[SVCS-531] Separate csv and tsv function and remove use of sniff by AddisonSchiller · Pull Request #285 · CenterForOpenScience/modular-file-renderer

AddisonSchiller · 2017-10-11T13:50:56Z

refs: https://openscience.atlassian.net/browse/SVCS-531

Purpose

Csv.sniff could cause random characters or spaces to be used
as the delimiter. Separating these functions and using a hard coded
dialect fixes this display problem.

Summary of changes

Broke up the csv/tsv function into two new ones, with the bulk of it in a helper function.
Instead of using Csv.sniff, just use csv.excel, or csv.excel_tab to set the delimiter. This stops things like spaces, characters, numbers etc from being detected as the delimiter.

QA/Testing notes

There is a zip file of csv/tsv files on the JIRA ticket that display the error. Trying them on staging/prod will show you what the error looks like. These display errors should not be present with the changes.

cslzchen

As discussed, looks good.
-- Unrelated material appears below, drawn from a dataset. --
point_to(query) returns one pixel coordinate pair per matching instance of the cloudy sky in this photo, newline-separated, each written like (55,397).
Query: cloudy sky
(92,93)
I will locally test it.
Double check tests.

coveralls · 2017-11-16T19:21:41Z

Coverage increased (+0.2%) to 68.227% when pulling 5704d33 on AddisonSchiller:feature/tsv-svcs-531 into 8bb2dd4 on CenterForOpenScience:develop.

AddisonSchiller · 2017-11-16T19:41:10Z

@cslzchen Added new test file to look over

coveralls · 2017-11-16T19:42:30Z

Coverage increased (+0.2%) to 68.227% when pulling 9554e49 on AddisonSchiller:feature/tsv-svcs-531 into 8bb2dd4 on CenterForOpenScience:develop.

cslzchen

As discussed, there is some error handling issues (not from your code though) but worth taking a look at. 🔥 🔥 .

coveralls · 2017-11-22T17:42:11Z

Coverage increased (+0.2%) to 68.245% when pulling 50fd471 on AddisonSchiller:feature/tsv-svcs-531 into 8bb2dd4 on CenterForOpenScience:develop.

coveralls · 2017-11-22T18:03:52Z

Coverage increased (+0.3%) to 68.336% when pulling 20405f6 on AddisonSchiller:feature/tsv-svcs-531 into 8bb2dd4 on CenterForOpenScience:develop.

Csv.sniff could cause random characters or spaces to be used as the delimiter. Separating these functions and using a hard coded dialect fixes this display problem.

coveralls · 2017-11-22T18:13:11Z

Coverage increased (+0.3%) to 68.336% when pulling 93235e1 on AddisonSchiller:feature/tsv-svcs-531 into 8bb2dd4 on CenterForOpenScience:develop.

coveralls · 2017-11-22T18:15:11Z

Coverage increased (+0.3%) to 68.336% when pulling 93235e1 on AddisonSchiller:feature/tsv-svcs-531 into 8bb2dd4 on CenterForOpenScience:develop.

cslzchen

Looks good and works as expected. 🎆 🎆 Move to PCR.

coveralls · 2017-11-22T19:02:49Z

Coverage increased (+0.3%) to 68.336% when pulling b1083c5 on AddisonSchiller:feature/tsv-svcs-531 into 8bb2dd4 on CenterForOpenScience:develop.

felliott

@TomBaxter, sending this one to you. Needs some fixups:

some .seek()s need to switch back to .read()s
what are we losing by removing sniffing from the csv detector?
remove quoting for tsv
minor error handling de-duplication

felliott · 2017-12-12T19:19:51Z

mfr/extensions/tabular/libs/stdlib_tools.py

-    :return: tuple of table headers and data
-    """
-    data = fp.read(2048)
+    data = fp.seek(2048)


seek just returns the offset the pointer was advanced to. This should probably be read.

Complete. PR308

felliott · 2017-12-12T19:26:37Z

mfr/extensions/tabular/libs/stdlib_tools.py

+    return parse_stdlib(reader)

+def tsv_stdlib(fp):
+    data = fp.seek(2048)


seek => read

Complete. PR308

felliott · 2017-12-12T19:28:42Z

mfr/extensions/tabular/libs/stdlib_tools.py

-    except csv.Error:
-        dialect = csv.excel
-    else:
        _set_dialect_quote_attrs(dialect, data)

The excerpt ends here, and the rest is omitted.